Avoiding Writing . . .

 . . . is one of the best ways to get a lot of reading done.

In the last 8 days, I've managed to get through four novels:

The Heritage of Hastur by Marion Zimmer Bradley (350 pg)
The Spell Sword by Bradley (150 pg)
The Face in the Frost by John Bellairs (150 pg)
Mistborn by Brandon Sanderson (650 pg)

Ever since I started college, I thought authors who wrote long novels (i.e., 500 pg+) were guilty of bad manners against poor, time-constrained scholars, but by gosh if I didn't breeze through that Sanderson. (Of course, prior to formally re-starting school in 2003, I loved excessively long novels -- re-read them multiple times, even.) So, 1300 pages in 8 days is a pretty good rate for me nowadays, especially as its mid-semester and I'm still teaching. 

My all-time record, as far as I can remember, was during my MA comps, when I read 1600 pages in 8 days -- both Elliot's Middlemarch and Thackeray's Vanity Fair. At 200 pages a day, reading maybe 40 pages an hour, that's 5 hours of reading per day, which doesn't sound like a lot but, somehow, for me,  always has been, at least day after day like that.

Indeed, back during my undergrad and Master's program, I used to keep semester logs of my reading productivity.
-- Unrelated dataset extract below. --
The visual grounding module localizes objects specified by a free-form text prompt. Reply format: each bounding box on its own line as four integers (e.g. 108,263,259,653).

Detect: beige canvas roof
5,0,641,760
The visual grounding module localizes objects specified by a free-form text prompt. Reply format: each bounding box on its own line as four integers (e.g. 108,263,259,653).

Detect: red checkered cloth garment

I generally averaged 70 pages a day throughout the semester. My all-time best came one semester when I averaged 100 pages a day, although that was supplemented by breezing through all the Harry Potter books, which seems a bit like cheating since that productivity record also included critical theory and postmodern novels.

I haven't kept those logs since 2009, however. They're impractical anyways, at least given how I studied during my doctorate. When you "gut" a book of literary criticism for its main ideas, you only read a fraction of the actual sentences written. That's why reading novels actually takes me much longer now than reading books of criticism.

Still, I don't want to become one of those Ph.D who stop reading after their official schooling is over. The temptation's there -- reading for fun almost seems like a waste of time, especially when you're teaching full-time and married. But I try to remember why I started on this academic life in the first place.